Total: 495 processes, 4581 lwps, load averages: 74.79, 35.35, 23.8
prstat -m 1 1 (some seconds later)
PID USERNAME USR SYS TRP TFL DFL LCK SLP LAT VCX ICX SCL SIG PROCESS/NLWP
7087 app1 0.1 56 0.0 0.2 0.4 0.0 13 30 96 2 33 0 oracle/1
7153 oracle 0.1 53 0.0 3.2 1.1 0.0 1.0 42 82 0 14 0 oracle/1
7124 oracle 0.1 47 0.0 0.2 0.2 0.0 0.0 52 77 2 16 0 oracle/1
7112 oracle 0.1 47 0.0 0.4 0.1 0.0 0.0 52 79 1 16 0 oracle/1
7259 oracle 0.1 45 9.4 0.0 0.3 0.0 0.1 45 71 2 32 0 oracle/1
7155 oracle 0.0 42 11 0.0 0.5 0.0 0.1 46 90 1 9 0 oracle/1
7261 oracle 0.0 37 9.5 0.0 0.3 0.0 0.0 53 61 1 17 0 oracle/1
7284 oracle 0.0 32 5.9 0.0 0.2 0.0 0.1 62 53 1 21 0 oracle/1
...
Total: 497 processes, 4576 lwps, load averages: 88.86, 39.93, 25.51
I have a very hard time interpreting the output. prstat seems to tell me that a fair amount of Java processing is going on, together with some Oracle stuff, just as I would expect in normal situation. prtstat -m shows a machine totally dominated by Oracle, consuming huge amounts of system time, and the overall CPU being heavily overloaded (large numbers in LAT).

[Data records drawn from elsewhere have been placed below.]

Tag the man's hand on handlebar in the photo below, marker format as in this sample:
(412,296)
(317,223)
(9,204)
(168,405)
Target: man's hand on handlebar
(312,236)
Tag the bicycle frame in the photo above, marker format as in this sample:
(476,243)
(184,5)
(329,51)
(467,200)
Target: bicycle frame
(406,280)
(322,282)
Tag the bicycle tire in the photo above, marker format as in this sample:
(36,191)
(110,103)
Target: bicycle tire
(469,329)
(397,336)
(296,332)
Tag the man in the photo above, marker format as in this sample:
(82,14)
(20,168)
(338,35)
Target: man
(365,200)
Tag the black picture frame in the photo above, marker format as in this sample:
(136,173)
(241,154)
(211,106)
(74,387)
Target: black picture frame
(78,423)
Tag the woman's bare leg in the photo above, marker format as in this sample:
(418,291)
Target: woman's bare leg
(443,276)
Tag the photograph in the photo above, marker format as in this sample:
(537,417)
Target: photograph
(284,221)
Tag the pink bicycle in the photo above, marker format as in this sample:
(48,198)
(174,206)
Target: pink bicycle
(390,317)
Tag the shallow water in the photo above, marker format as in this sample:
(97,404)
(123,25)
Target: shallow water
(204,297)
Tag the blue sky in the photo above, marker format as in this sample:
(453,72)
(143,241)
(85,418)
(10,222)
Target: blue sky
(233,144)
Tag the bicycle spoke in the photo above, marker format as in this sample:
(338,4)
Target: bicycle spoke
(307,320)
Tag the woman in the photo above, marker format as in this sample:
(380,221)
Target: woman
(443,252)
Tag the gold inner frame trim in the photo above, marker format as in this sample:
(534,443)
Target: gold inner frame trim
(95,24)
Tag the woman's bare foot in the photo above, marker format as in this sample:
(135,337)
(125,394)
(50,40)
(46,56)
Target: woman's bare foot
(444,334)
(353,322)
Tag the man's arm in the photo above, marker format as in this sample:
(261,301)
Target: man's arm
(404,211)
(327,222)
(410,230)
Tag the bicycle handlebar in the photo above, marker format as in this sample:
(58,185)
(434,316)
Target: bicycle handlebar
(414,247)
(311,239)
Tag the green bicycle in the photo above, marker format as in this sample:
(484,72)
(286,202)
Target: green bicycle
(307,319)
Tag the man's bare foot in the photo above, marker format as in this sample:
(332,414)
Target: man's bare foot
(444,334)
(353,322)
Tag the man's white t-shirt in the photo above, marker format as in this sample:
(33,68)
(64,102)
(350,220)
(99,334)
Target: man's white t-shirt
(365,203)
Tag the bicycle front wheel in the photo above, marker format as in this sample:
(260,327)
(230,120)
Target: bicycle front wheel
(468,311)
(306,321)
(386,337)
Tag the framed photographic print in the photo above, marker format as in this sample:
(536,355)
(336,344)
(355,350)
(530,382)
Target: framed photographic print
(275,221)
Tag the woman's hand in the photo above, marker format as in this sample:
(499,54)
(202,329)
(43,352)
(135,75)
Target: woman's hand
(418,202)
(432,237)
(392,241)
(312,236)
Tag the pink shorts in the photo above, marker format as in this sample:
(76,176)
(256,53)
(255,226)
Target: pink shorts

I'm inclined to believe the output of prstat -m, because that matches much mor closely to what the system felt like during this time. Totally sluggish, almost no more user request processing going on from WebSphere, etc. But why would prstat show so heavily differing numbers?
Any explanation of this would be welcome!
CU, Joe
There's a known problem with prstat -m on Solaris in the way cpu usage figures are calculated - the value you see has been averaged over all threads (LWPs) in a process, and hence is far far too low for heavily multithreaded processes - such as your Java app servers, which can have hundreds of threads each (see your NLWP). Less than a dozen of them are probably CPU hogs hence the CPU usage by java looks "low". You'd need to call it with prstat -Lm to get the per-LWP (thread) breakdown to see that effect. Reference:
http://bugs.opensolaris.org/bugdatabase/view_bug.do?bug_id=6780169
Without further performance monitoring data it's hard to give non-speculative explanations of what you've seen there. I assume lock contention within java. One particular workload that can cause this is heavily multithreaded memory mapped I/O, they'll all pile up on the process address space lock. But it could be a purely java userside lock of course. A plockstat on one of the java processes, and/or simple dtrace profiling would be helpful.